Jeffrey Hill
Faculty | 5/18/2024

Seeing the Body’s Engine with Echocardiography

By Jennifer Persons

Jeffrey Hill

In the 13th episode of the MCPHS Bicentennial Podcast, The Secret to Living to 200, Jeffrey Hill explains the technology behind cardiac ultrasound and its critical diagnostic capabilities.

The first time Jeffrey Hill, MSc, ACS, FASE, saw a cardiac ultrasound, he was mesmerized. Not only did it show images of the heart, but it also showed its complex functions in real time. He became an echocardiographer to better understand this awe-inspiring system.

Hill has worked as both a clinician and educator, sharing the power of echocardiography with patients and students. He has seen heart conditions in patients of all ages and is dedicated to ensuring echocardiographers are an integral part of a healthcare team.
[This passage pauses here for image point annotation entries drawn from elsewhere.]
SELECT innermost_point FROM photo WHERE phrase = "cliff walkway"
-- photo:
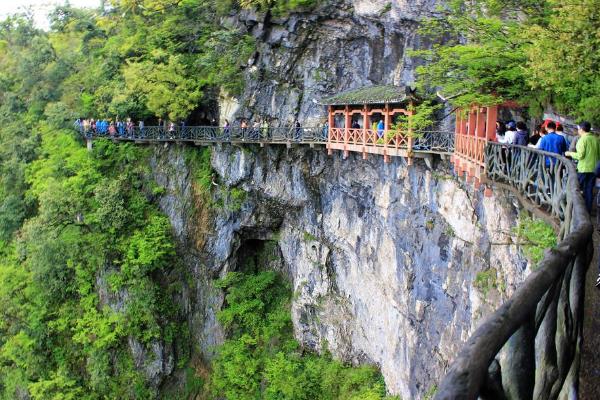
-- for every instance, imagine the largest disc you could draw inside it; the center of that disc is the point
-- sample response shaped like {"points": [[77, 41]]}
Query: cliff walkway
{"points": [[530, 347], [385, 142]]}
Cardiovascular diseases affect people around the world, and Hill is working on ways to increase access to this lifesaving technology. He helped develop a robotic lung ultrasound with engineers at Worcester Polytechnic Institute (WPI), hoping to send it to patients who aren’t within traveling distance of a healthcare provider. The team has high hopes for the possibilities of this device.

Listen to Episode 13 and every episode of The Secret to Living to 200 on our Bicentennial website or anywhere you get your podcasts.

Three Things to Know About Echocardiography:

1. Echocardiography is synonymous with cardiac ultrasound.

While people may associate ultrasound with pregnancy, there are many other types of ultrasound sonographers can use to view different parts of the body. Cardiac ultrasound is one of them. Echocardiographers use an ultrasound machine to see the cardiovascular system, analyzing its structures and functions in real time.

2. Heart disease is the number one cause of death in the U.S.

The American Heart Association says this stat has been true for more than a century. Heart disease was responsible for the deaths of nearly 700,000 people in the U.S. in 2023, according to the Centers for Disease Control and Prevention. Hill says heart disease comes in all shapes and sizes, and echocardiographers play an important role in not only diagnosing the condition, but also working with other providers on a treatment plan.

3. It uses Doppler, just like meteorology, to see blood flow.

Just like Doppler radar can detect the structure of weather storms, cardiac ultrasound uses the same technique to detect the velocity—or distance over time—and direction of blood flow. Echocardiographers can then convert blood flow to pressure in both the heart and lungs, allowing the noninvasive study of different areas in the cardiovascular system.